Notes de lecture : "Théâtre écorché" de Krzysztof Warlikowski - ajout de 2021 -Lien Video conférence ''Croyez-vous aux fantômes ?'' Université de Genève

Publié le par Claire

 Traduit du polonais par Marie-Thérèse Vido-Rzewuska.  "Les entretiens rassemblés ici pour la première fois en français sont l'occasion pour Warlikowski de revenir sur ses prises de position et sur le développement de sa pensée théâtrale."

Traduit du polonais par Marie-Thérèse Vido-Rzewuska. "Les entretiens rassemblés ici pour la première fois en français sont l'occasion pour Warlikowski de revenir sur ses prises de position et sur le développement de sa pensée théâtrale."

                                                    Notes de lecture

           Le théâtre n'est le lieu de la norme que quand il trahit son essence, 

qu'il rejette sa mission, renonce à se situer à l'avant-garde de la réflexion sur l'homme...de rechercher les structures cachées qui dirigent notre comportement.


Les spectateurs ont la chance d'y traverser des expériences difficiles, extrêmes, parfois, qu'ils n'auraient pas su affronter dans leur vie quotidienne.


                                Le théâtre comme substitut à la vie réelle ?


Souvent on préfère créer la vie plutôt que la vivre, être spectateur de sa vie  plutôt que la vivre. 

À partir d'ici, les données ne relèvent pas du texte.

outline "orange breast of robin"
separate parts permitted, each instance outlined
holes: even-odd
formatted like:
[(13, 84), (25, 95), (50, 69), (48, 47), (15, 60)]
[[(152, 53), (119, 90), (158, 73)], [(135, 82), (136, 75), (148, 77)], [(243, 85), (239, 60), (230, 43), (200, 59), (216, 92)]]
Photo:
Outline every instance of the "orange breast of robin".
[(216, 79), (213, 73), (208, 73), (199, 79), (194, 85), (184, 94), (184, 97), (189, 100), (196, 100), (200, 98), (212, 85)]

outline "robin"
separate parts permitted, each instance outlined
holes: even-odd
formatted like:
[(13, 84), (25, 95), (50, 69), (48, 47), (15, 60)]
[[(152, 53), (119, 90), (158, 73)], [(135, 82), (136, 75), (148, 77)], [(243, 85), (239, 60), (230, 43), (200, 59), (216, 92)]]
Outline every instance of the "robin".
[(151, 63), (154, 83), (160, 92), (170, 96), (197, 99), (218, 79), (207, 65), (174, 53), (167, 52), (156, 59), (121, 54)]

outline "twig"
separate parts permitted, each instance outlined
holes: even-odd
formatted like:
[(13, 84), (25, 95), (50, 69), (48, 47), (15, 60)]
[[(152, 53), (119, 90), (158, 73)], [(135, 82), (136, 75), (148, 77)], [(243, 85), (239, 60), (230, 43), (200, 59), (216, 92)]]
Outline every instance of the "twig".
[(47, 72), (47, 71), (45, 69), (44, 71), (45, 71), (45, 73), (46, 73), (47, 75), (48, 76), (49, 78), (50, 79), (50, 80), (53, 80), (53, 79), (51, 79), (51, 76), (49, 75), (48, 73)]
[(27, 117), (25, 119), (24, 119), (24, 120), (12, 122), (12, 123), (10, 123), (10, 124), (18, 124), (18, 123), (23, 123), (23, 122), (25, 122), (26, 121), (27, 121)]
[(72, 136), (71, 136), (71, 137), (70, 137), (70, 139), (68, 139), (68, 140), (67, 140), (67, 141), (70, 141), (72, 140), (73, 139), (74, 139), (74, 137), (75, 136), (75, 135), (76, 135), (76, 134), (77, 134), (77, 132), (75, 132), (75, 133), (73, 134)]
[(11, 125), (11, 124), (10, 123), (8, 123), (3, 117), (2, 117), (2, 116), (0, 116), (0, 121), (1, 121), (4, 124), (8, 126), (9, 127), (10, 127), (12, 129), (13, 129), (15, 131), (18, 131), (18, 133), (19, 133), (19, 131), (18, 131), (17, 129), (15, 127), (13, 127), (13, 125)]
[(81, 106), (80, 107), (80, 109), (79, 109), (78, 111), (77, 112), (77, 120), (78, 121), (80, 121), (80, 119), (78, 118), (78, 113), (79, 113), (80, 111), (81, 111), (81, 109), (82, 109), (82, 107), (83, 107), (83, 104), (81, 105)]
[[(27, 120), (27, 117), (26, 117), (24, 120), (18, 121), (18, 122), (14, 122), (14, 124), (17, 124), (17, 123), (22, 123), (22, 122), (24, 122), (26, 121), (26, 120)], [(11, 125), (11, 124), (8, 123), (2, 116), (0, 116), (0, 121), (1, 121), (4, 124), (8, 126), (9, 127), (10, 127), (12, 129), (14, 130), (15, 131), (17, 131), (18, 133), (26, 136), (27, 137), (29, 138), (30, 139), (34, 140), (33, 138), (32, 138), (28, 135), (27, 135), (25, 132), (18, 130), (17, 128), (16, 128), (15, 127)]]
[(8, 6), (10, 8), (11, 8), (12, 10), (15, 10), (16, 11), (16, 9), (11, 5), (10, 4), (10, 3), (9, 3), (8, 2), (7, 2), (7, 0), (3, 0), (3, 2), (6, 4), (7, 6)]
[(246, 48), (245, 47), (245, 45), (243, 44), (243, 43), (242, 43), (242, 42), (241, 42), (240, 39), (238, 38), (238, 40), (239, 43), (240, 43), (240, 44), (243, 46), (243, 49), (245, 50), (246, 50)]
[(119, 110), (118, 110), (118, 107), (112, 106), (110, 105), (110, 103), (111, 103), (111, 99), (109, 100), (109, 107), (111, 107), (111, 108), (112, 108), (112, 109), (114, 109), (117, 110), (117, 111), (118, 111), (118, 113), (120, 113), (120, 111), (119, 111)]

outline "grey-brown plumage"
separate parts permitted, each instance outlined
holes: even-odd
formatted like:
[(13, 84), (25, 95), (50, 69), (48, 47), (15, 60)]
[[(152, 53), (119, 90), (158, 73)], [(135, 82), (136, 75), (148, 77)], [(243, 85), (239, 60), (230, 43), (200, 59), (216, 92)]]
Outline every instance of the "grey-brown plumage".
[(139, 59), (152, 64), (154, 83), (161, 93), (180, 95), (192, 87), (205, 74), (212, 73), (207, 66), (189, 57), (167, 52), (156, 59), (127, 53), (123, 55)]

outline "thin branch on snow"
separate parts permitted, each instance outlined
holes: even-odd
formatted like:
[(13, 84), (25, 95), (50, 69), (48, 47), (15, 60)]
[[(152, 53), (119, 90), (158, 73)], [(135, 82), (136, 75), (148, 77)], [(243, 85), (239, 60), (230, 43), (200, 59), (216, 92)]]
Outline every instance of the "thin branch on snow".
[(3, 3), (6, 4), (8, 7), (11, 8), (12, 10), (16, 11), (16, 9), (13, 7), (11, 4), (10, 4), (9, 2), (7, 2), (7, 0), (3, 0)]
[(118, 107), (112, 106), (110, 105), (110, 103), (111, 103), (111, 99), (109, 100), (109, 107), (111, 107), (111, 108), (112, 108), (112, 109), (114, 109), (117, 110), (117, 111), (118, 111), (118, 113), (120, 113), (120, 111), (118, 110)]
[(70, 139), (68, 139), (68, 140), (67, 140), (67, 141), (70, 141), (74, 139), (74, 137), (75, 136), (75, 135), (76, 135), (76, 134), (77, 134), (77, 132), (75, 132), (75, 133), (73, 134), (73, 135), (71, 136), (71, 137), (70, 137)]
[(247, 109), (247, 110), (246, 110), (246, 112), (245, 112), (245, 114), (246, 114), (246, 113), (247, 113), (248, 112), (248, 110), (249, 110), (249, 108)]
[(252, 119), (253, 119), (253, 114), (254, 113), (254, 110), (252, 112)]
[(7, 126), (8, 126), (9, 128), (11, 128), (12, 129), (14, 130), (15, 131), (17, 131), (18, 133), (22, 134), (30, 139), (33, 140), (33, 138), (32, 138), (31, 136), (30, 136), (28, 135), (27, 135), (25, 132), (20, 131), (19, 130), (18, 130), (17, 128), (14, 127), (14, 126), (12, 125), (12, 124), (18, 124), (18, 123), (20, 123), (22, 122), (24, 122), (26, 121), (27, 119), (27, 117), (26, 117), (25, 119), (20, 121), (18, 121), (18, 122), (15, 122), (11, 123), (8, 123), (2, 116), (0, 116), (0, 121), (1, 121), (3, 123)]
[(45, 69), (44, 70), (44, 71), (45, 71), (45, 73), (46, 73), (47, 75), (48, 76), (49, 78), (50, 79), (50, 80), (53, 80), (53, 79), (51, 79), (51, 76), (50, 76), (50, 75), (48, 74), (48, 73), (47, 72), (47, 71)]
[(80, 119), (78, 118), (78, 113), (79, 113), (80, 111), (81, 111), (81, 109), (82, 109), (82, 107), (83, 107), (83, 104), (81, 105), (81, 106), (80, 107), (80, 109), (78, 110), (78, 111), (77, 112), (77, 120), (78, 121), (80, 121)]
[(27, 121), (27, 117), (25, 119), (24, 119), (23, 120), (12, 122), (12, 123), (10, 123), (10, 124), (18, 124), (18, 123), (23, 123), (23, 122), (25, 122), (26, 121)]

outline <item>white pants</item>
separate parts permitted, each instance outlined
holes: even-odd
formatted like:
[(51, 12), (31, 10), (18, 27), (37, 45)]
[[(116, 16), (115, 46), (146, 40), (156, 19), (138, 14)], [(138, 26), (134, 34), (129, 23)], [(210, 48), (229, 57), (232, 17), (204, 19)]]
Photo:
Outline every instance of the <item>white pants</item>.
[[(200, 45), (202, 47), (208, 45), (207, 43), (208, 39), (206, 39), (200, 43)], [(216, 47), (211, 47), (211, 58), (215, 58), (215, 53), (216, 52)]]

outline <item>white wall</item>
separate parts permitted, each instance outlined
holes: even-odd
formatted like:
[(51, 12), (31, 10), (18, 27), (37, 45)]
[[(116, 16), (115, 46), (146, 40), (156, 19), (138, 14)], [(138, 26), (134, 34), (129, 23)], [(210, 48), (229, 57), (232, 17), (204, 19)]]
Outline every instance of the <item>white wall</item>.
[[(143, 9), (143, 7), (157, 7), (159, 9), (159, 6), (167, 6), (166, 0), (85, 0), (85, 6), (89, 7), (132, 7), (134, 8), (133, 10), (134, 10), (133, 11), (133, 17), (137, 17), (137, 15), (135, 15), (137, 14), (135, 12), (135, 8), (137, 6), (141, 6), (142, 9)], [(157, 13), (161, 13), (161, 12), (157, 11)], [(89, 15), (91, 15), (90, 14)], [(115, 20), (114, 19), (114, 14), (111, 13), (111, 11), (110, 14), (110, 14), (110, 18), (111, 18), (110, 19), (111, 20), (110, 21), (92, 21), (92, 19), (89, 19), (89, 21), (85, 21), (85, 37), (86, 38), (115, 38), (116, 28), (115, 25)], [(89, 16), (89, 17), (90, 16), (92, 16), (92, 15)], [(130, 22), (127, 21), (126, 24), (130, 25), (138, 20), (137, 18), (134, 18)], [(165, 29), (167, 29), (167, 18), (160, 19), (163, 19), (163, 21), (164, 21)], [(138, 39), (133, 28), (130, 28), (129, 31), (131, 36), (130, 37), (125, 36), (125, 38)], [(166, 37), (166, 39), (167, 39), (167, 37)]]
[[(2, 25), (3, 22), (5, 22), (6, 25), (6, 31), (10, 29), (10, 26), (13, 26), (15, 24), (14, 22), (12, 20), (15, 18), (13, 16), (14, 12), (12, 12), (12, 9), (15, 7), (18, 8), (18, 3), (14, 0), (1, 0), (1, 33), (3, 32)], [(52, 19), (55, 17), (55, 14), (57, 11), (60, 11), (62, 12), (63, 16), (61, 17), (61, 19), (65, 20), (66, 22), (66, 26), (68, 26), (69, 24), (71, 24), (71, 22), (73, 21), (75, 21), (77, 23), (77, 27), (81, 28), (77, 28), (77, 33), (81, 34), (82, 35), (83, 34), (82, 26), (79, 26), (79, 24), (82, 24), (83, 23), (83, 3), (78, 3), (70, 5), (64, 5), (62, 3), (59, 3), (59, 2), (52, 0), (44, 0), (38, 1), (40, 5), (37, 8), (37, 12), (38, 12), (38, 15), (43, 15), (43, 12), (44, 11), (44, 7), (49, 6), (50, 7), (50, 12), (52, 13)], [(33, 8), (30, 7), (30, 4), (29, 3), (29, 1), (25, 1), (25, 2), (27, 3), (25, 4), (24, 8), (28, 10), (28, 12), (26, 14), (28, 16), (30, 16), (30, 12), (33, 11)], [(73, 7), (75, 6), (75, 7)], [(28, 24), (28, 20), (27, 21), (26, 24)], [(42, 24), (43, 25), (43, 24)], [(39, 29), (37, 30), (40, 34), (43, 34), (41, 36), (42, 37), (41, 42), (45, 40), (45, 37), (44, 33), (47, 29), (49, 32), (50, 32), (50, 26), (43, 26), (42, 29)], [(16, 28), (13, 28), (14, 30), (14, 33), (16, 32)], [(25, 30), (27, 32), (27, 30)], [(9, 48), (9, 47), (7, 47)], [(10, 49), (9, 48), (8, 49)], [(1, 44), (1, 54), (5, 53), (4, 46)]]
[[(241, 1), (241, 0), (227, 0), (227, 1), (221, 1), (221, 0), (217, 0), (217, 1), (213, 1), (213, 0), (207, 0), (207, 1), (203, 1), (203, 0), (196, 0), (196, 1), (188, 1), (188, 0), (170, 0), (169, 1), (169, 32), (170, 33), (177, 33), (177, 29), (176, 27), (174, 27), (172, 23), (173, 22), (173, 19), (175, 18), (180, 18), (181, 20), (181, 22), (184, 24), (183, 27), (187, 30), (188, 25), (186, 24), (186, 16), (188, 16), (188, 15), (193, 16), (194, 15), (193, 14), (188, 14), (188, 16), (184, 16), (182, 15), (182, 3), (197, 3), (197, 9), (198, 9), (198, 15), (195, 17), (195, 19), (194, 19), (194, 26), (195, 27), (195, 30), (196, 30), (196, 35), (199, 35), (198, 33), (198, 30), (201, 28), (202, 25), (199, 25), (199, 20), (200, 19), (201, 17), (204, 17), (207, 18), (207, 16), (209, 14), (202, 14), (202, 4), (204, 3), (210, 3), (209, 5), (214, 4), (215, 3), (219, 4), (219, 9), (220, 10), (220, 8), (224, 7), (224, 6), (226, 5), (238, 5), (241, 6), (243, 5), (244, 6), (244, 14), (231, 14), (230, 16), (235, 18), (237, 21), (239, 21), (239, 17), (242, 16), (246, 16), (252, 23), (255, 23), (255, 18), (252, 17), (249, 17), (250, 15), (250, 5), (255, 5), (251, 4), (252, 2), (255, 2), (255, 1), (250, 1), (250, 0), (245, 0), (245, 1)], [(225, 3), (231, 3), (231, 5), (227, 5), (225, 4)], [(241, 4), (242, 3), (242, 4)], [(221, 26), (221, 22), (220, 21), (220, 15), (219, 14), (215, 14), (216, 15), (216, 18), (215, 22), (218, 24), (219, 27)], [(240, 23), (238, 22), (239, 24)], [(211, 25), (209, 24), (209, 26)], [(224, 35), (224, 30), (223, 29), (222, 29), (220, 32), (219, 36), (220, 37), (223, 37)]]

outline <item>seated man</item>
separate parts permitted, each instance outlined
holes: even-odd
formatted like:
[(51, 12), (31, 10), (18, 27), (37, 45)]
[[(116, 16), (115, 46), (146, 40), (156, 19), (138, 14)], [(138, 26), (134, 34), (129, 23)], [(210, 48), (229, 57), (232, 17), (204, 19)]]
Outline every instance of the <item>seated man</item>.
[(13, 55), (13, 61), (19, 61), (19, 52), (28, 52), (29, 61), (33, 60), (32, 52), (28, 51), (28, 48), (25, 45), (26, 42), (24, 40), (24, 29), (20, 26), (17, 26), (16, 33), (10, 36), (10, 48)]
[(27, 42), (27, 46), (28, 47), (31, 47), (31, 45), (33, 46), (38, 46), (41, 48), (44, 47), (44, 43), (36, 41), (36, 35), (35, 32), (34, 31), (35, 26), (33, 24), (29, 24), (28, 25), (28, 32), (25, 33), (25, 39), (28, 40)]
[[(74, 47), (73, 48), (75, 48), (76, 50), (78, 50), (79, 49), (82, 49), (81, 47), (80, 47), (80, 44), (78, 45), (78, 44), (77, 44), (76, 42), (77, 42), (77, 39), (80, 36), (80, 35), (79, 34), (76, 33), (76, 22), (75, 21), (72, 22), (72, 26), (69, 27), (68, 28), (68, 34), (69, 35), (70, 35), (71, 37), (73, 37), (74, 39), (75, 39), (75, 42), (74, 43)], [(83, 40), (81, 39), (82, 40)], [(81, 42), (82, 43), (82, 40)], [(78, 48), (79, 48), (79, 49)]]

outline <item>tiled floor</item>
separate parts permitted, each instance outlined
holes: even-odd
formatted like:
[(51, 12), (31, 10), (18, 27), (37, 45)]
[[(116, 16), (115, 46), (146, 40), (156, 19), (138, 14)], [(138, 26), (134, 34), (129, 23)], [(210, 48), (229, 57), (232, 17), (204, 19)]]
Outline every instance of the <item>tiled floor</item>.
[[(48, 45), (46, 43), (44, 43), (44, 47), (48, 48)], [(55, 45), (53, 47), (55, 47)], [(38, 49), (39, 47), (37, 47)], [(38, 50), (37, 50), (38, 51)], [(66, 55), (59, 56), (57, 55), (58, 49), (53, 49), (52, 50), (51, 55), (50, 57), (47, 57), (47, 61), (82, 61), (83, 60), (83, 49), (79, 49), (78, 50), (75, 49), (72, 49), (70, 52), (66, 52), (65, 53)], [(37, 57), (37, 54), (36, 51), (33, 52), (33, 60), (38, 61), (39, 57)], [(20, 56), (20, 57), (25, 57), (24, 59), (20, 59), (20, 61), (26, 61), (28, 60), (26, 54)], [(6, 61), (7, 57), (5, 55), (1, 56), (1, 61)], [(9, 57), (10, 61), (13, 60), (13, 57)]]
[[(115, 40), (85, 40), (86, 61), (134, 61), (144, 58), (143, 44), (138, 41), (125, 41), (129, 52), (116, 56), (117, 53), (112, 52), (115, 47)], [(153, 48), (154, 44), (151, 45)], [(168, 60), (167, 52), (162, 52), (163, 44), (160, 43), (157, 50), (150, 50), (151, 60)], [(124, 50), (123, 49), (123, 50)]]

Si des artistes ressentent ça, leur création devient "escapiste"(suicidaire/pour échapper à un pouvoir social trop fort pour qu'on puisse songer à y résister. Cf Marcel Gauchet en 1946 "Ni doctrine radicalement escapiste, ni morale de la parfaite soumission, ni vraie possibilité du pur renoncement [...], le désenchantement du monde".


La catharsis d'Aristote était-elle si connue ? Comment les spectateurs des tragédies se sentaient-ils après une représentation de l'Orestie, par ex, après avoir entendu tant de diagnostics sans concessions sur l'homme ?


Comme après une thérapie ? Ils avaient sans doute l'impression d'avoir entendu parler de problèmes qui concernaient tout le monde, pas seulement les artistes. 

Réaction positive  ou négative, en opposition aux tensions, angoisses, de ce que nous ne verbalisons pas dans les discours scientifiques et polis sur l'identification, nationale, sociale et religieuse.

Ce qui n'est pas pervers, car est pervers ce qui n'admet pas une définition commune. 

Au théâtre on recherche ce qui est commun, ce qui touche tout le monde, ceux qui se révoltent et ceux qui ne pourraient même pas le concevoir.